問いつめられたパパとママの本 (中公文庫)

問いつめられたパパとママの本 (中公文庫)

  • 作者: 十三, 伊丹
  • 出版社/メーカー: 中央公論新社
  • 発売日: 2011/08/25
  • メディア: 文庫


過日読んだ吉川さんの書


「遺伝子か運か」の章で


”問いかけが子供じみている”ということの


引き合いとしてエクスキューズにあったため


インプットされてて思わず購入して拝読。


序章と思われる何も表記のないところから


抜粋


この本を私は、生まれつき非科学的な人、つまりあなたのために書いた。

理数科にうとく、どちらかといえば文学的なあなたに、まるで講義のようにどんどん読めてしまって、そうして読み終わった後、自分が地方の高校の物理の先生にでもなったような、そういう気分にさせるような本を私は贈りたいと思ったのであります。

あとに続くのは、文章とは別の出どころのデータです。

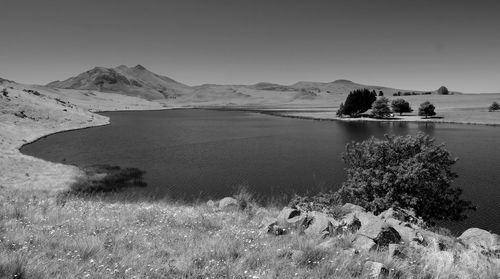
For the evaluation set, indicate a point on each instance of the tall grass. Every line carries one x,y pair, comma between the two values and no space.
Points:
104,237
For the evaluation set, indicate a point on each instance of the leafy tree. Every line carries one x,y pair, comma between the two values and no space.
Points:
358,101
340,110
494,106
443,90
426,109
400,106
381,108
409,172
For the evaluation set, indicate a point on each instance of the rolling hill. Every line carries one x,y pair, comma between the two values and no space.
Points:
135,81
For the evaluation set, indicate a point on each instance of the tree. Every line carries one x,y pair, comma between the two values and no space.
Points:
340,110
494,106
409,172
443,90
381,108
400,106
358,101
426,109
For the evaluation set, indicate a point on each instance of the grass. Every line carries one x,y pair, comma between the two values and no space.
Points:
109,236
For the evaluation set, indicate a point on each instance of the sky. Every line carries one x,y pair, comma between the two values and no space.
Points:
405,44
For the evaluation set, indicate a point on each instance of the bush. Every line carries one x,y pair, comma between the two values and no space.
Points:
328,203
358,101
426,109
400,106
408,172
105,178
381,108
494,106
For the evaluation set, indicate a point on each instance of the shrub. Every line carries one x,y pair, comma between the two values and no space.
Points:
409,172
381,108
426,109
328,203
494,106
358,101
400,106
105,178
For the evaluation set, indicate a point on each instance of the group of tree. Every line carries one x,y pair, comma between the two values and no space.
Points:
409,172
360,101
357,102
494,106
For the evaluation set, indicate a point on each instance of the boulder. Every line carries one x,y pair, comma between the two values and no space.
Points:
374,270
228,203
403,215
318,224
363,243
480,238
381,233
211,203
290,218
328,244
396,251
350,223
297,256
349,208
270,226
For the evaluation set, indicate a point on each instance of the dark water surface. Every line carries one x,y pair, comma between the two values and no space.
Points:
203,153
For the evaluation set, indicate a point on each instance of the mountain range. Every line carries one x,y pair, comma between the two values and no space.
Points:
140,82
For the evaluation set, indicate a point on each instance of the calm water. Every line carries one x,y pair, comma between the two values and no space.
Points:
202,153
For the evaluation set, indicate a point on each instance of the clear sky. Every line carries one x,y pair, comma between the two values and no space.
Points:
399,43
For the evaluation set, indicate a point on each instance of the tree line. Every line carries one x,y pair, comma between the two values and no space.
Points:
361,100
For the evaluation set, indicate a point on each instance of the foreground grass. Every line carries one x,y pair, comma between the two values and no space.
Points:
42,236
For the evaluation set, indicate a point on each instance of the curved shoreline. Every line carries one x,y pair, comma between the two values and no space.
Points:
283,113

さよう、講談のように読めてしまう、そうして講談のようにわかりやすい、これが、この本を書くにあたっての私の眼目でありました。

つまりおもしろくなくては困るのであります。


実用的にみるなら、また、この本は、ホラ、子供がよく親にいろんなことを訊くじゃありませんか。

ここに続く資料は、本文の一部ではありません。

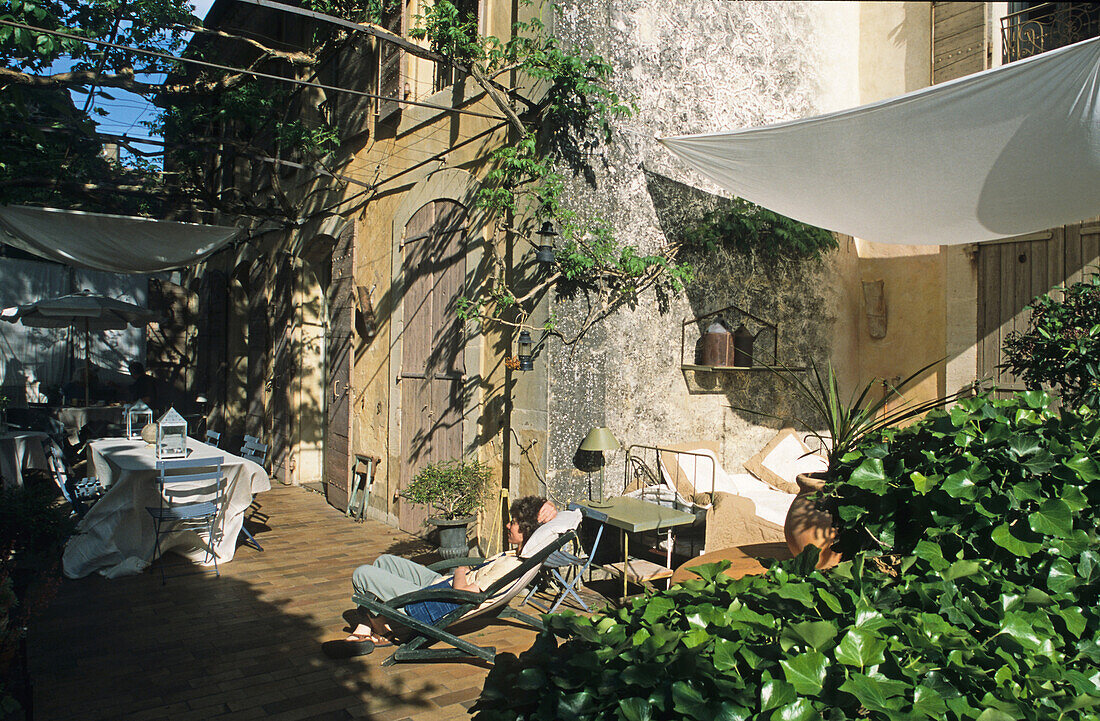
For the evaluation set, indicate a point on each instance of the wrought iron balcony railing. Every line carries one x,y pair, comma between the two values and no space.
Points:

「空ハナゼ青イノ?」「オ月サマハ、ボクガ歩クトドウシテツイテクルノ?」

そうして、そういう時の親の態度というのが大切なのですよ。

実に大切だ。

子供の心は染まりやすい。

確信のない、ごまかしの返事をしたり、

「うるさいわね。ママ、いま忙しいのよ、サ、いい子だからあっち行って遊んでらっしゃい」

などと逃げをうつ。

こういうことが罪かなさると、折角の子供の好奇心の芽がどんどん摘み取られてしまって、遂には知識欲のまるで乏しい子供ができてしまう。

そうなってしまってから、子供を塾なんぞへいれて、やいのやいの勉強しろったって、そりゃ子供が可哀そうだよ。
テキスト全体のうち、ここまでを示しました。